After him came silence absolute. The cottage that abutted on the
churchyard was empty, and no other house stood near. Hour after
hour the scene of the interment remained without an eye to
witness it. Clouds drifted over it from the west; or the church
may have been a ship, high-prowed, steering with all its
company towards infinity. Towards morning the air grew colder,
the sky clearer, the surface of the earth hard and sparkling
above the prostrate dead. The wood-cutter, returning after a
night of joy, reflected: "They lilies, they chrysants; it's a
pity I didn't take them all."

Up at Howards End they were attempting breakfast. Charles and
Evie sat in the dining-room, with Mrs. Charles. Their father, who
could not bear to see a face, breakfasted upstairs. He suffered
acutely. Pain came over him in spasms, as if it was physical, and
even while he was about to eat, his eyes would fill with tears,
and he would lay down the morsel untasted.

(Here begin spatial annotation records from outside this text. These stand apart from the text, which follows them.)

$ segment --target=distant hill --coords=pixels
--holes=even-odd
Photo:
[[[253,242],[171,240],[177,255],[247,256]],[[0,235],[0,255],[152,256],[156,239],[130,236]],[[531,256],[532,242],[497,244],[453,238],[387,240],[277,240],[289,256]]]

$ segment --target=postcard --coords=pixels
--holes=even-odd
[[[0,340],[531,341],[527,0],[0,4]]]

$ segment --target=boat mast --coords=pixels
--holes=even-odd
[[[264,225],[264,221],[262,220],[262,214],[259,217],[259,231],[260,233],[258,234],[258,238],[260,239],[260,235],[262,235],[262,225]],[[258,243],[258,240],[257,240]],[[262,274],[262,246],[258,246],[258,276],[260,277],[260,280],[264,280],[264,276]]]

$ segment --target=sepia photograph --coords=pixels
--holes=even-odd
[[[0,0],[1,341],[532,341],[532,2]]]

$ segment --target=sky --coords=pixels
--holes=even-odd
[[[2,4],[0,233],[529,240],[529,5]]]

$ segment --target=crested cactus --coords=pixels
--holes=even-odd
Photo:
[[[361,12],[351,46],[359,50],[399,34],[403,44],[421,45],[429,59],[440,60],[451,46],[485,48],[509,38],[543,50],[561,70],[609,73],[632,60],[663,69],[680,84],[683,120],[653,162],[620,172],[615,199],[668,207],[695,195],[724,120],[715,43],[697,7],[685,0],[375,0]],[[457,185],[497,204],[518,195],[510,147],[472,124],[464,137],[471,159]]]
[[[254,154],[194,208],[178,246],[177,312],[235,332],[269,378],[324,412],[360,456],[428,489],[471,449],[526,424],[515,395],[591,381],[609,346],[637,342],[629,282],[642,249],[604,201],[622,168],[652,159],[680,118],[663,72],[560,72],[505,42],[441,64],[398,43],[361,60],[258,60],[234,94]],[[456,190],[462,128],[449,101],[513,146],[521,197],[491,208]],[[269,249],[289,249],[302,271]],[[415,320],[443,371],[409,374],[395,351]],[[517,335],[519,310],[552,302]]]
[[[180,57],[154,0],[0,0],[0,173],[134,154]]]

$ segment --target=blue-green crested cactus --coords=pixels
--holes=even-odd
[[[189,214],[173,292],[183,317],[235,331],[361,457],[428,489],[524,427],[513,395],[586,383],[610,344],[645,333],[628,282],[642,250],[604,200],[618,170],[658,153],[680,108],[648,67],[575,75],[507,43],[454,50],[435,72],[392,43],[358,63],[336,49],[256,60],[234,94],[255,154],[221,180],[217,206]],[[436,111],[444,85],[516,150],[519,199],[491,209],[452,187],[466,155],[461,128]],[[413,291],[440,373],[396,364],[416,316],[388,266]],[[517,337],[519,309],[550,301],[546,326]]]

He remembered his wife's even goodness during thirty years. Not
anything in detail--not courtship or early raptures--but just the
unvarying virtue, that seemed to him a woman's noblest quality.
So many women are capricious, breaking into odd flaws of passion
or frivolity. Not so his wife. Year after year, summer and
winter, as bride and mother, she had been the same, he had always
trusted her. Her tenderness! Her innocence! The wonderful
innocence that was hers by the gift of God. Ruth knew no more of
worldly wickedness and wisdom than did the flowers in her garden,
or the grass in her field. Her idea of business--" Henry, why do
people who have enough money try to get more money?" Her idea of
politics--" I am sure that if the mothers of various nations
could meet, there would be no more wars," Her idea of religion--
ah, this had been a cloud, but a cloud that passed. She came of
Quaker stock, and he and his family, formerly Dissenters, were
now members of the Church of England. The rector's sermons had at
first repelled her, and she had expressed a desire for "a more
inward light," adding, "not so much for myself as for baby"
(Charles). Inward light must have been granted, for he heard no
complaints in later years. They brought up their three children
without dispute. They had never disputed.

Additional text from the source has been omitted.